The proposed rule, published yesterday in the Federal Register, would amend the CFPB’s information disclosure rules under 12 CFR 1070.43 to:

  1. Expand the agencies that can receive CSI from federal and state agencies to any “Agency” defined as a “Federal, State, or foreign governmental authority, or an entity exercising governmental authority” regardless of whether it has jurisdiction over the company whose CSI is shared.
  2. Lower the standard for disclosure of CSI from “having jurisdiction over [the] supervised financial institution” to disclosure if it is “relevant to the exercise of the Agency’s statutory or regulatory authority.”
  3. Replace the CFPB General Counsel as the person who decides whether to disclose CSI with the head of Supervision, Enforcement, and Fair Lending.

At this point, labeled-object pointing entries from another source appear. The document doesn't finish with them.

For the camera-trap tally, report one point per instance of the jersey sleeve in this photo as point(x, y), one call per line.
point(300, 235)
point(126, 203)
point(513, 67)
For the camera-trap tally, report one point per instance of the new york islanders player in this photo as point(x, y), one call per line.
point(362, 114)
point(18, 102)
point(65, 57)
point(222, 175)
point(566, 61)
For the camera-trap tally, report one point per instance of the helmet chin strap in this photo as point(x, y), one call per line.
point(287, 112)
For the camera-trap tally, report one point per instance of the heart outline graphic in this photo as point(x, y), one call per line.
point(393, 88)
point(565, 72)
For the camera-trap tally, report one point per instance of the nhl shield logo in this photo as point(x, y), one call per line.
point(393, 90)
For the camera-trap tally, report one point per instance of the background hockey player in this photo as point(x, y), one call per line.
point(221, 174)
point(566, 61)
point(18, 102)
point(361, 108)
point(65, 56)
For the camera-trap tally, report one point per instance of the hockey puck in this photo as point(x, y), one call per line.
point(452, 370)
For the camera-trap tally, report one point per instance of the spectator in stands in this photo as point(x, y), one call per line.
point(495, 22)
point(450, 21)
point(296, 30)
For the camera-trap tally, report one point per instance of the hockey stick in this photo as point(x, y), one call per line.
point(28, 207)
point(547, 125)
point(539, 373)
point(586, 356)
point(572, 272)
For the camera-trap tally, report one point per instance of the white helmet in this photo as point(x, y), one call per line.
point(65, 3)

By the CFPB’s own admission in the proposal, these changes would eliminate the stricter standard for disclosing CSI and apply the more relaxed and subjective standard for non-supervisory confidential information.  The amendments mean that any agency (including local authorities such as the New York City Department of Consumer Affairs)—which doesn’t have jurisdiction over a company—could still receive the company’s CSI because it is “relevant” to the requesting agency’s authority.

The CFPB attempts to justify this radical and potentially far-reaching change by arguing that it has reached a “better” interpretation of Section 1022 of Dodd-Frank.  The proposed rule, however, deviates from the plain language in Section 1022:

“[T]he Bureau may, in its discretion, furnish to a prudential regulator or other agency having jurisdiction over a covered person or service provider any other report or other confidential supervisory information concerning such person examined by the Bureau under the authority of any other provision of Federal law.”

12 USC 5512(c)(6)(C)(ii) (Emphasis added).

The proposed rule, while alarming by itself, begs the question: Why does the CFPB want to expand its power to share CSI with state AGs and other agencies that don’t have supervisory authority, especially since the Bureau has been assuring companies that, under the current rules, such disclosures are rare?  The CFPB should answer this question and explain why highly sensitive, proprietary, and sometimes privileged CSI should be disclosed more widely and easily.  The proposed rule would affect supervised banks and non-banks alike.  We therefore urge industry stakeholders to submit comments by the deadline, which is October 24, 2016.